Church sighed. “No, I believe I do not.”
“She said she wants you to bring a complete copy of Rudy’s medical file. Nothing left out. I’ll get one, so we’re good there.”
“Will you please pick up the wine, too?”
“Already did,” he said. “Got a couple bottles of the 2009 Bodegas A. Fernández Tinto Pesquera.”
Church nodded. “Very good choice. Thank you.”
To Brick, I said, “Wine? Isn’t Circe breast-feeding?”
Brick gave me an ironic smile. “I’ll tell you what she told me, and I quote, ‘I have a week’s worth of breast milk in the fridge and a husband in intensive care. If I want to get hammered, then anyone who tries to stop me is going to get a bullet in the kneecap.’ Unquote. And for the record, Joe, I don’t think she was joking.”
I exchanged a look with Church. He clearly didn’t think she was joking, either.

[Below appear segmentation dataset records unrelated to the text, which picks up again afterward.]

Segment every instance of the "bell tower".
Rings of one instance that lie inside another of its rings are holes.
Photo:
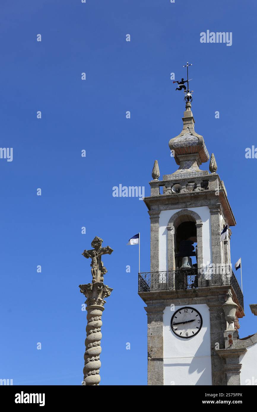
[[[188,86],[185,94],[183,129],[169,143],[179,168],[159,180],[156,161],[144,199],[151,272],[139,274],[139,294],[148,318],[148,384],[240,385],[240,354],[228,361],[225,351],[228,331],[236,339],[244,316],[230,257],[236,222],[213,154],[210,172],[200,169],[210,156],[195,131]]]

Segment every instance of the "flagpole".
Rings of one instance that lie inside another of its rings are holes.
[[[243,293],[243,281],[242,280],[242,260],[240,258],[240,270],[241,271],[241,290]]]
[[[139,232],[139,238],[138,239],[139,259],[138,260],[138,273],[140,273],[140,232]]]

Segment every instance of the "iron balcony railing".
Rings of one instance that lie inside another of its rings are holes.
[[[179,269],[139,274],[139,292],[183,290],[231,285],[243,309],[243,296],[231,267]]]

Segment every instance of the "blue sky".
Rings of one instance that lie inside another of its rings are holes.
[[[80,384],[86,315],[78,286],[91,278],[81,253],[97,235],[114,251],[103,259],[113,290],[103,316],[101,384],[146,384],[138,249],[126,244],[140,232],[141,271],[149,271],[150,220],[144,202],[113,197],[112,188],[144,186],[148,196],[155,159],[161,176],[177,169],[168,143],[182,129],[184,104],[170,73],[185,77],[187,61],[196,131],[215,153],[237,222],[231,255],[233,264],[242,259],[246,315],[240,335],[255,333],[257,159],[245,154],[257,146],[255,3],[2,0],[1,8],[0,145],[13,148],[13,160],[0,159],[0,377]],[[200,43],[207,30],[231,32],[232,45]]]

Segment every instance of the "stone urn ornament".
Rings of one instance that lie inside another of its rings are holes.
[[[225,319],[227,322],[226,330],[234,330],[234,322],[236,320],[236,312],[238,306],[233,300],[233,295],[230,289],[228,290],[226,296],[226,300],[222,305],[225,313]]]

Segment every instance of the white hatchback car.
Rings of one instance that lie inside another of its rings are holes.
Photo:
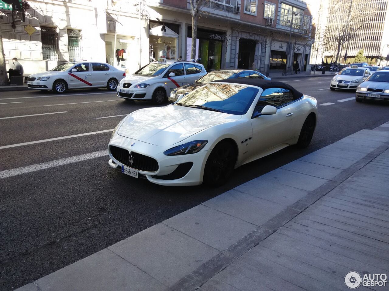
[[[33,74],[27,83],[31,89],[53,90],[57,93],[63,93],[68,89],[94,87],[113,91],[125,76],[124,71],[105,63],[66,62],[52,70]]]
[[[352,66],[342,69],[332,78],[329,88],[332,91],[336,89],[356,90],[358,85],[363,81],[364,78],[371,74],[366,68]]]
[[[117,86],[117,96],[161,104],[172,90],[194,83],[206,74],[201,64],[160,58],[123,79]]]

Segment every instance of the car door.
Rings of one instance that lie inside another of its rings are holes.
[[[291,113],[289,106],[285,106],[286,104],[281,88],[266,89],[261,95],[251,119],[252,141],[251,149],[253,154],[267,152],[290,138],[289,132]],[[266,105],[277,108],[275,114],[261,115],[261,111]]]
[[[169,74],[170,73],[174,73],[174,77],[170,77]],[[184,65],[181,64],[177,64],[173,65],[167,70],[163,78],[166,78],[166,82],[168,85],[169,92],[166,92],[168,95],[170,94],[170,91],[179,87],[184,85],[184,81],[186,81],[186,75],[184,70]],[[187,84],[189,83],[185,83]]]
[[[101,63],[93,62],[91,64],[93,86],[105,87],[110,76],[109,67]]]
[[[184,65],[186,73],[185,76],[186,79],[184,79],[186,83],[184,85],[194,83],[201,78],[202,76],[200,74],[201,73],[201,67],[190,63],[185,63]]]
[[[87,88],[93,86],[92,72],[89,62],[76,65],[70,69],[68,75],[70,88]]]

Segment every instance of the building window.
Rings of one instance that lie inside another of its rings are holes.
[[[270,2],[265,1],[265,7],[263,10],[263,18],[265,19],[273,18],[274,19],[274,11],[275,10],[275,4]]]
[[[44,61],[58,61],[58,34],[53,27],[40,27],[42,55]]]
[[[68,29],[68,51],[71,62],[82,61],[81,32],[76,29]]]
[[[245,13],[257,15],[257,0],[245,0]]]

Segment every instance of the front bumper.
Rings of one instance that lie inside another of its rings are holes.
[[[336,88],[336,89],[345,89],[350,90],[355,90],[359,85],[361,82],[359,82],[357,83],[342,83],[338,81],[331,81],[331,88]]]
[[[134,142],[135,144],[131,146]],[[211,151],[200,151],[196,154],[170,156],[163,154],[163,152],[168,149],[167,147],[116,135],[108,145],[108,152],[110,158],[108,164],[112,168],[119,167],[121,169],[122,165],[130,166],[122,163],[115,158],[111,152],[110,147],[111,146],[124,149],[128,151],[129,154],[130,152],[134,152],[155,159],[158,163],[158,170],[154,172],[138,170],[138,177],[145,178],[152,183],[166,186],[192,186],[201,184],[203,182],[205,163]],[[180,177],[179,178],[174,178],[177,177],[177,172],[182,173],[182,171],[187,171],[186,173],[184,173],[183,177],[179,175],[178,177]]]

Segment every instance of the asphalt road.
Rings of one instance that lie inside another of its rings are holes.
[[[286,80],[325,104],[319,106],[308,148],[291,147],[245,165],[219,188],[167,187],[136,180],[111,168],[107,155],[0,178],[0,289],[22,286],[343,137],[389,120],[387,104],[340,102],[355,93],[330,91],[331,78]],[[0,92],[0,171],[106,149],[109,132],[9,146],[111,130],[124,116],[98,118],[151,106],[148,102],[129,103],[105,89],[63,95]],[[51,114],[14,118],[44,113]]]

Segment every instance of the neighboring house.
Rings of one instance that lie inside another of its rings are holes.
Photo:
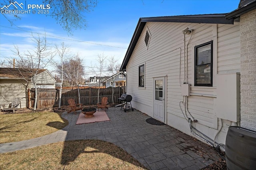
[[[240,123],[256,130],[256,3],[247,1],[228,19],[140,18],[120,69],[133,107],[202,140],[225,144]]]
[[[126,75],[124,72],[120,71],[103,81],[103,85],[106,88],[125,86],[126,76]]]
[[[28,89],[34,87],[25,80],[30,81],[32,76],[28,69],[0,68],[0,103],[8,103],[20,97],[22,108],[28,107]],[[38,88],[55,88],[56,81],[47,70],[40,70],[37,80]]]
[[[109,76],[103,76],[101,77],[96,76],[90,77],[90,82],[88,83],[88,84],[90,84],[99,83],[100,82],[100,82],[102,82],[102,81],[104,81],[107,79],[109,79]]]

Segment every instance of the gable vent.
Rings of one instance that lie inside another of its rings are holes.
[[[149,32],[149,30],[148,30],[148,28],[147,29],[147,31],[146,33],[146,36],[145,36],[145,43],[146,43],[146,45],[147,46],[147,48],[148,48],[148,44],[149,43],[149,40],[150,38],[151,35],[150,34],[150,32]]]

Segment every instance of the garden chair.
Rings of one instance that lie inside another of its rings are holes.
[[[101,99],[101,102],[98,103],[97,103],[97,107],[98,107],[98,111],[99,111],[99,108],[101,109],[107,109],[108,108],[107,106],[107,105],[108,104],[108,97],[103,97]]]
[[[11,111],[12,110],[12,112],[15,113],[15,110],[18,110],[18,109],[17,107],[17,106],[20,105],[20,107],[21,108],[21,103],[20,103],[20,98],[19,97],[16,97],[15,98],[12,102],[9,103],[9,106],[7,108],[5,107],[5,105],[7,105],[8,104],[5,104],[3,105],[1,105],[1,106],[3,107],[3,109],[2,109],[2,110],[3,111]]]
[[[83,107],[82,106],[83,104],[76,104],[75,102],[75,100],[73,99],[69,99],[68,101],[68,104],[69,105],[68,107],[70,108],[70,110],[68,112],[68,113],[74,112],[75,114],[76,114],[76,111],[83,109]]]

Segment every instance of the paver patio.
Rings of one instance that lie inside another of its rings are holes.
[[[78,113],[79,111],[78,111]],[[0,153],[31,148],[59,141],[98,139],[114,143],[151,170],[198,170],[220,157],[210,146],[171,127],[147,123],[150,117],[134,109],[106,110],[110,121],[76,125],[79,114],[62,117],[69,125],[43,136],[0,144]]]

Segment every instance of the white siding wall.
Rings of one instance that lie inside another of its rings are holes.
[[[26,106],[26,95],[27,95],[27,89],[29,88],[25,81],[17,80],[1,80],[0,81],[0,103],[1,104],[11,103],[16,97],[23,98],[21,99],[21,107]],[[24,98],[23,98],[24,97]],[[8,107],[8,105],[5,106]],[[20,106],[18,106],[20,108]]]
[[[148,50],[144,42],[147,27],[151,35]],[[239,25],[147,23],[126,67],[127,92],[133,97],[133,107],[153,117],[153,78],[166,76],[166,123],[191,134],[188,123],[180,107],[180,102],[183,101],[180,85],[183,83],[186,78],[184,76],[184,37],[182,30],[187,27],[194,30],[188,45],[188,80],[186,82],[192,84],[192,93],[203,96],[206,95],[206,96],[188,97],[188,109],[198,121],[194,125],[213,139],[221,125],[220,119],[218,121],[214,111],[217,88],[216,77],[217,72],[240,72]],[[229,36],[230,34],[231,36]],[[185,35],[186,51],[191,35]],[[211,40],[213,40],[213,87],[193,86],[194,46]],[[139,87],[138,66],[143,64],[145,65],[145,87]],[[185,65],[186,64],[186,63]],[[181,106],[184,112],[184,106],[182,104]],[[217,138],[219,141],[217,142],[224,143],[227,129],[223,127]]]

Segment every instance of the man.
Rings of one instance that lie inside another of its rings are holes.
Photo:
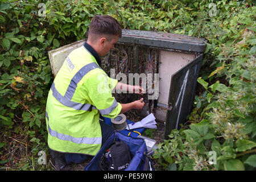
[[[144,90],[139,86],[118,83],[100,68],[100,57],[113,48],[121,36],[117,20],[108,15],[95,16],[87,42],[70,53],[52,83],[46,119],[48,144],[57,170],[68,169],[67,164],[82,163],[97,153],[114,131],[100,122],[100,115],[115,118],[144,106],[143,98],[117,102],[112,94],[115,88],[135,93]]]

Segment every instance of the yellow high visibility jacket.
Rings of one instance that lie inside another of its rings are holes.
[[[52,150],[95,155],[101,146],[100,113],[111,118],[120,113],[122,106],[112,94],[118,81],[108,76],[95,57],[98,60],[85,43],[70,53],[52,83],[46,114]]]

“Enjoy your lamb chops,” I said to him.
Church never uses foul language, but the look he gave me probably burned off five years of my life.
Brick left, chuckling and shaking his head. Church ate more of his cookie. The cat watched him and I watched the cat.
“So… cat,” I said, shifting back to safer ground. “Never figured you as a cat person.”
He shrugged. “Bastion was a gift from a friend.”
“Oh?”
“Lilith.”
“Oh,” I said, putting a totally different inflection on it. It brought to mind that dream fragment I had of the two of them standing by my tombstone. Holding hands. Lilith was a mysterious woman with a horror show of a past who escaped a particularly brutal kind of sex slavery to form a female intelligence network called the Mothers of the Fallen. She also spearheaded Arklight, the militant arm of that group. She was one of those women who seem to exude power and at the same time be untouched by time. Spooky but beautiful in a harsh Queen of the Damned sort of way. Her daughter, who I knew only by the code name of Violin, was a former lover of mine. Violin is an occasional ally and a trusted friend. Lilith, not so much. The memory of the dream fragment I had of Church and Lilith at my grave went skittering across the front of my brain like nails on a blackboard.